Raccontò il giornalismo con frasi entusiastiche la festa alla Farnesina,1 e ne parlò freddamente, secondo il solito, e con tinte pallide e slavate il giornale officiale;2 ma tanto i giornali della rivoluzione, quanto quello del governo, si astennero dal parlar delle grida per parte della soldatesca. Gli uni per astuzia onde non far conoscere agli esteri il sentiero sdrucciolevole su cui si camminava; l’altro poi per decoro, per prudenza, e diciamolo ancora per paura, usò le sue reticenze. E così, a forza di malizia i primi, di riguardi e prudenza il secondo, si venne, a concimare ben bene quel terreno che produr doveva i suoi frutti nell’anno 1848.

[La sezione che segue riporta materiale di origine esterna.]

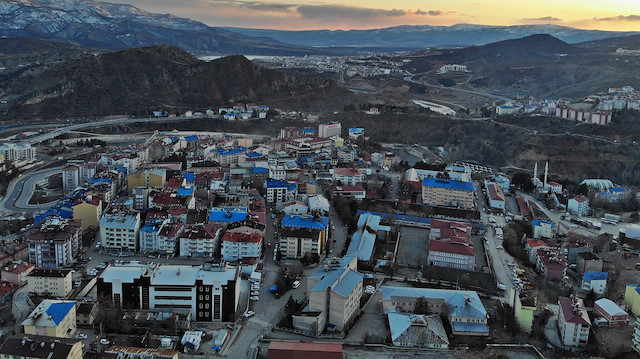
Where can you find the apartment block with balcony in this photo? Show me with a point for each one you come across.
(239, 246)
(55, 243)
(573, 322)
(200, 240)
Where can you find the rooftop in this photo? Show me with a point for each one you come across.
(37, 346)
(447, 183)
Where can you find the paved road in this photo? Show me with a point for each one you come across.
(21, 189)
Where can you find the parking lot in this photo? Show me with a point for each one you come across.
(414, 247)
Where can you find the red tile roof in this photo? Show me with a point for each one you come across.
(242, 237)
(571, 312)
(448, 247)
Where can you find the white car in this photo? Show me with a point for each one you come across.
(249, 314)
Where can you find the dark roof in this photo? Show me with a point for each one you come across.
(38, 346)
(50, 273)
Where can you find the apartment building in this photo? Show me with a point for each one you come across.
(573, 322)
(55, 242)
(209, 291)
(53, 318)
(451, 254)
(120, 231)
(334, 290)
(200, 240)
(464, 310)
(238, 246)
(56, 283)
(303, 234)
(88, 210)
(446, 192)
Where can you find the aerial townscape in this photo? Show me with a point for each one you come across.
(459, 191)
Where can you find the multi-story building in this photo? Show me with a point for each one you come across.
(56, 283)
(348, 176)
(118, 352)
(635, 343)
(330, 129)
(610, 311)
(22, 346)
(542, 229)
(120, 231)
(334, 291)
(54, 318)
(14, 152)
(451, 254)
(70, 179)
(463, 309)
(573, 322)
(589, 262)
(16, 273)
(495, 195)
(153, 178)
(551, 264)
(303, 234)
(200, 240)
(55, 242)
(238, 246)
(356, 192)
(209, 292)
(88, 210)
(416, 330)
(578, 205)
(595, 281)
(446, 192)
(279, 191)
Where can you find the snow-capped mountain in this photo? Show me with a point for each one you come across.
(423, 36)
(103, 25)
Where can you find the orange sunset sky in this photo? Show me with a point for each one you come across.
(618, 15)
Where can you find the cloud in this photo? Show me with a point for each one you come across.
(620, 18)
(430, 12)
(545, 18)
(329, 12)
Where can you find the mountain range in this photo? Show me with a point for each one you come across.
(137, 81)
(102, 25)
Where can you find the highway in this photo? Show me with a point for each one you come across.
(22, 188)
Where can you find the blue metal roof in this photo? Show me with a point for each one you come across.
(58, 311)
(272, 183)
(254, 155)
(182, 191)
(595, 276)
(190, 176)
(226, 215)
(260, 170)
(447, 183)
(538, 222)
(307, 222)
(233, 151)
(348, 283)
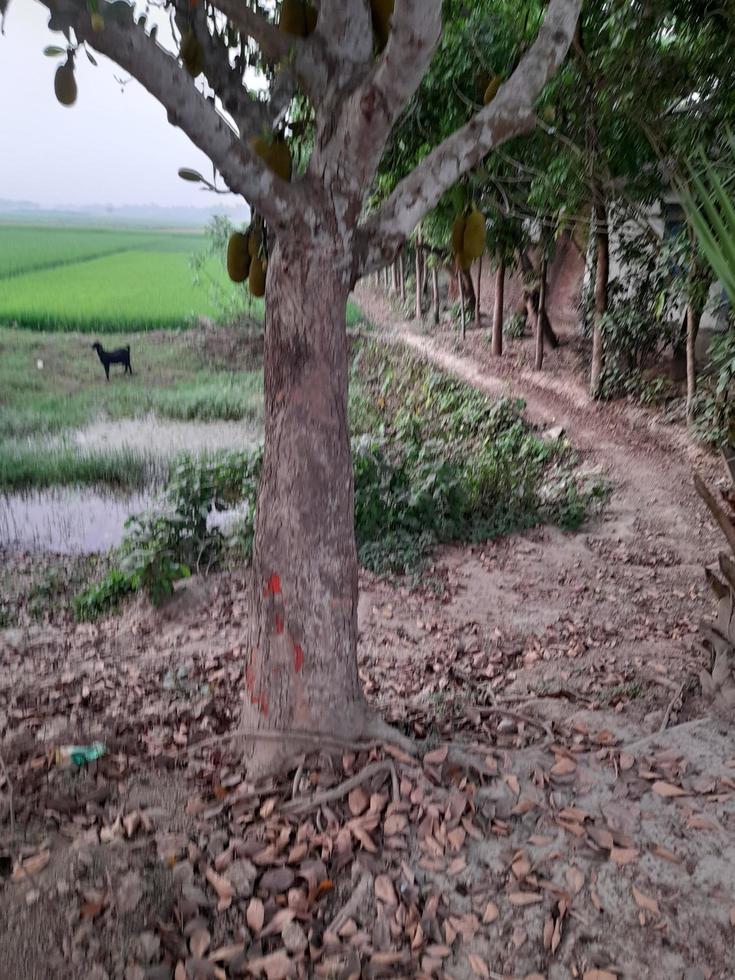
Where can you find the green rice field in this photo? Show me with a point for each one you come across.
(106, 280)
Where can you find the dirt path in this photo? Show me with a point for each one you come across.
(588, 845)
(609, 613)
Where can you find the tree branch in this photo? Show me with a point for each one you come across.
(159, 72)
(510, 114)
(373, 110)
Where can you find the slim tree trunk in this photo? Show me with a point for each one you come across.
(679, 351)
(461, 300)
(601, 289)
(694, 318)
(301, 672)
(497, 347)
(419, 310)
(539, 363)
(478, 294)
(435, 293)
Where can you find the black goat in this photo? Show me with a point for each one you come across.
(108, 357)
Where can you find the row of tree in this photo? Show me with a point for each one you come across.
(644, 85)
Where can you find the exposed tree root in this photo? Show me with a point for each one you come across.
(11, 805)
(330, 795)
(359, 897)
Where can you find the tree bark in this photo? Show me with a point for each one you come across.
(419, 310)
(694, 318)
(478, 296)
(679, 351)
(497, 347)
(533, 306)
(539, 362)
(435, 294)
(461, 300)
(302, 652)
(602, 276)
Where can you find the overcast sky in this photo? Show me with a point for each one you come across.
(114, 146)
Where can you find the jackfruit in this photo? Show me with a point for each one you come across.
(458, 228)
(254, 242)
(275, 154)
(238, 257)
(65, 85)
(473, 244)
(256, 277)
(190, 52)
(492, 89)
(311, 16)
(382, 11)
(293, 18)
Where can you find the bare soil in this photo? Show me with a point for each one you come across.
(593, 836)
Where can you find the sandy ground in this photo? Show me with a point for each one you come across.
(585, 842)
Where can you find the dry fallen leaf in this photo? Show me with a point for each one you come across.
(277, 966)
(384, 890)
(358, 801)
(491, 913)
(667, 790)
(575, 880)
(624, 855)
(524, 898)
(478, 966)
(199, 943)
(224, 888)
(437, 757)
(255, 915)
(564, 766)
(31, 866)
(645, 902)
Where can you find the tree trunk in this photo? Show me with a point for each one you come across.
(540, 319)
(601, 288)
(498, 310)
(301, 671)
(694, 318)
(469, 291)
(435, 293)
(419, 310)
(478, 318)
(461, 300)
(533, 306)
(679, 351)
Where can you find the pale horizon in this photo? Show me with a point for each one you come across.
(113, 148)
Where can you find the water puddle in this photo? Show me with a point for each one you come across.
(166, 438)
(65, 521)
(91, 520)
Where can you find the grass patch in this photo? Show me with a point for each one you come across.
(434, 461)
(23, 467)
(171, 380)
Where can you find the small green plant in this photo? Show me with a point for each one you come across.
(515, 326)
(104, 597)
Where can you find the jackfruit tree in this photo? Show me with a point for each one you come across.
(355, 64)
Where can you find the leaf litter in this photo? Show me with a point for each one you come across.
(540, 861)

Continuarono nel mese di ottobre le passeggiate militari ed i banchetti della guardia civica, essendo quella l’epoca più favorevole per cosiffatti divertimenti.

Incominceremo dal parlare del lauto banchetto dato dal principe Doria ai militi del nono battaglione, di cui era colonnello, nella sua villa fuori la porta san Pancrazio, in quella villa stessa ch’esser doveva, men che due anni dopo, teatro di sanguinosi combattimenti, e dove quel Luigi Masi che improvvisò al banchetto come poeta, figurar doveva come colonnello di una legione di repubblicani nel 1849.3

Proseguendo per ordine di data rammenteremo quello che il giorno 12 si dette a monte Mario, e nel quale figurarono molti officiali. Furonvi poesie del Masi, e di Ottavio Gigli, e si parlò perfino del progetto di un casino militare.4


  1. Vedi la Pallade, n. 77; — Vedi il Contemporaneo del 9 — Vedi il Documento n. 69 vol. III.
  2. Vedi il Diario di Roma, del 9.
  3. Vedi la Pallade, n. 79.
  4. Vedi la Pallade, n. 84.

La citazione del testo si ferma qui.